The document at the center of a lawsuit for Vice President Mike Pence’s emails has finally been released, but whether it will bring an end to the lawsuit remains to be seen.

What started as a 2014 records request has evolved into a lawsuit that could shape standards for government transparency in Indiana. The Indiana Supreme Court will decide whether or not to take up the case, which hinges on the released six-page document focused on legal strategies to fight against then-President Barack Obama’s executive order on immigration.

Greg Bowes, the lawyer on the other side, said he expected the document to contain specifics on legal 
strategy, especially since Pence fought so hard to keep it hidden. Instead, the document was fairly straightforward and outlined legal precedent to challenge Obama and expressing concern about executive overreach.

Officials from another state have released the document after two years of legal battles,t, which expresses concerns about Obama’s use of executive power. The state which released the documents is unknown, however, the files were leaked and then published by the website 
Rewire.

Pence’s lawyers think the document’s release should effectively end the case, but Bowes hopes the Supreme Court will recognize that the case isn’t just about the 
document.

“They want this case to be over,” Bowes said. “But we want the Supreme Court to rule on attorney-client privilege and deliberative materials in a way that promotes government transparency.”

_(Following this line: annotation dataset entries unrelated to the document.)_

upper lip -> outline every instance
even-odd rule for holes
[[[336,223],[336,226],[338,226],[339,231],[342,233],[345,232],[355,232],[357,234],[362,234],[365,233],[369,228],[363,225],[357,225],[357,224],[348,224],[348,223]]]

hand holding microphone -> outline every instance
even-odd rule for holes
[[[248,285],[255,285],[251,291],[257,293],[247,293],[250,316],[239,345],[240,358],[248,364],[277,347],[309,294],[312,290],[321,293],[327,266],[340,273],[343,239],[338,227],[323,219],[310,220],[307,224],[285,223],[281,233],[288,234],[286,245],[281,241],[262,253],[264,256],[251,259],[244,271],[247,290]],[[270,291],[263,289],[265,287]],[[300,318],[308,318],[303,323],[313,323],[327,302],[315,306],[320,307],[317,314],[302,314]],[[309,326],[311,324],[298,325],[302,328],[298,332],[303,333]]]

In 2014, then-Gov. Pence was considering hiring private legal counsel to join a lawsuit against Obama over his immigration order. Indianapolis labor lawyer William Groth filed a records request for materials relating to Pence’s decision to hire private counsel. The documents Pence turned over were heavily redacted and didn’t include the six-page document prepared by the Texas Attorney General’s office.

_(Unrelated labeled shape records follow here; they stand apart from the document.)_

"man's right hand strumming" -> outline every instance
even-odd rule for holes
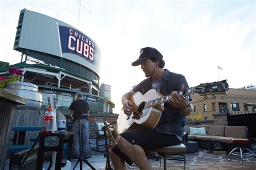
[[[125,115],[130,116],[132,114],[133,104],[129,100],[126,100],[123,103],[124,112]]]

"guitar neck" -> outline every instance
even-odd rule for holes
[[[206,96],[207,95],[227,94],[228,90],[228,84],[227,83],[227,80],[224,80],[218,82],[200,84],[199,86],[192,87],[184,89],[183,91],[179,91],[177,93],[180,96],[188,95],[192,93],[197,93],[200,96]],[[150,108],[154,105],[167,102],[171,96],[171,95],[169,94],[165,96],[146,102],[145,104],[145,108]]]
[[[186,94],[185,91],[187,91],[188,92],[187,93],[186,93],[186,95],[190,95],[193,93],[192,91],[193,91],[193,89],[194,89],[194,87],[192,87],[192,88],[190,88],[187,89],[187,90],[184,90],[184,91],[178,91],[177,93],[180,96],[183,96],[183,95],[184,95],[185,94]],[[152,101],[148,101],[146,102],[146,104],[145,105],[145,108],[150,108],[150,107],[153,107],[154,105],[166,102],[168,101],[170,97],[171,96],[171,95],[169,94],[168,95],[166,95],[160,98],[156,98]]]

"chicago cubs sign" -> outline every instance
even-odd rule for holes
[[[73,28],[59,25],[63,53],[79,55],[90,62],[95,60],[95,42],[86,35]]]

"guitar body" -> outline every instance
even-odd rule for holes
[[[205,96],[205,98],[207,98],[207,95],[211,94],[212,97],[215,98],[215,94],[221,95],[223,98],[224,95],[227,94],[228,90],[227,80],[224,80],[218,82],[201,83],[177,93],[187,99],[188,99],[187,98],[188,95],[192,93]],[[186,95],[186,97],[184,95]],[[122,110],[118,116],[118,133],[134,129],[154,128],[159,121],[161,112],[164,110],[164,103],[168,102],[171,96],[171,95],[169,94],[164,96],[153,89],[143,95],[140,92],[135,93],[130,98],[130,101],[134,103],[131,115],[128,116]]]
[[[137,112],[138,107],[143,102],[149,102],[163,96],[154,89],[149,90],[144,95],[140,92],[136,92],[131,96],[130,100],[134,103],[133,113],[127,119],[127,115],[123,110],[119,114],[117,119],[118,133],[127,130],[139,128],[148,128],[152,129],[157,125],[161,117],[161,112],[164,110],[164,103],[154,105],[142,110],[142,115],[138,119],[133,118],[133,113]]]

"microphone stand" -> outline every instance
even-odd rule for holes
[[[78,117],[78,133],[79,133],[79,151],[80,151],[80,154],[79,154],[79,157],[78,159],[77,160],[77,162],[76,163],[76,165],[75,165],[74,168],[73,168],[73,170],[75,170],[76,168],[76,167],[78,163],[78,162],[80,162],[80,170],[83,169],[83,161],[85,162],[87,165],[88,165],[93,170],[96,170],[95,169],[90,163],[85,159],[83,160],[83,157],[82,157],[82,140],[81,140],[81,137],[82,137],[82,132],[81,132],[81,125],[80,124],[80,118],[82,116],[83,116],[84,115],[82,115],[81,116]]]
[[[102,130],[103,130],[104,132],[105,145],[106,146],[106,155],[107,157],[106,158],[107,158],[107,168],[106,169],[106,170],[113,170],[113,169],[112,168],[110,165],[110,160],[109,155],[109,147],[107,146],[107,136],[106,128],[107,126],[111,125],[116,123],[117,123],[116,121],[113,121],[112,122],[109,124],[107,125],[103,126],[102,128]]]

Pence cited attorney-client privilege when he withheld the document, although he had not hired any legal counsel when he first received it.

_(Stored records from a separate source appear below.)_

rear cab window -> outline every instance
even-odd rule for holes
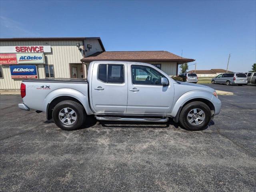
[[[244,73],[236,73],[236,77],[246,78],[246,75]]]
[[[197,77],[196,74],[195,73],[188,73],[188,77]]]
[[[98,68],[98,78],[107,83],[124,83],[124,65],[100,64]]]

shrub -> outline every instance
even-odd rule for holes
[[[178,76],[171,76],[174,80],[178,81],[183,81],[183,79]]]

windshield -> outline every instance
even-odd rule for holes
[[[197,77],[196,74],[195,73],[188,73],[188,77]]]
[[[247,77],[246,75],[244,73],[237,73],[236,74],[236,77]]]

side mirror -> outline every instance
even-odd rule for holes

“The unchecked expansion of executive authority wielded by President Obama threatens the constitutional balance of power,” the document reads. “If unchallenged, the President’s actions threaten to forever change the Nation’s constitutional 
foundation.”

The lawsuit against President Obama is anchored in the “Take Care” clause in the Constitution, which says the president “will faithfully execute Congress’s laws — not rewrite them under the guise of executive “discretion,”” the document states. It outlines several cases in United States history where the Supreme Court applied the clause to the president.

Bowes said the document’s central argument is somewhat ironic because Pence’s lawyers used arguments that favor expansion of executive power to keep it from the public.

In the ensuing lawsuit from the records request, Groth v. Pence, trial and appellate judges sided with Pence, but they took issue with Pence’s assertion that the judiciary had no right to force him to hand over documents, in which he cited a clause in the Indiana Constitution about separation of powers. He argued judicial intervention would interfere with the function of the Indiana executive branch.

“Both Obama’s and Pence’s arguments say executive power should have fewer and fewer limitations,” Bowes said. “But it is hypocritical to Pence to join the lawsuit complaining about Obama’s overreach and then assert executive authority to keep something secret from the public.”

Bowes had asked the Supreme Court to remand the case to trial court in light of Pence’s AOL email scandal, but after the six-page document was released last week, Pence’s lawyers filed their own motion, arguing the case was moot since the document at the case’s core was made public. Bowes responded with another motion, arguing the case was too significant to drop now, even in light of the document’s release.

“I think in general that this particular document is exactly what the public records law anticipates the people being allowed to see,” Bowes said. “Nothing in there proves they had any right to keep it secret.”

He pointed out that all the arguments from the document were used publicly by Pence’s lawyers in court, making it all the more confusing that they had fought to keep it hidden.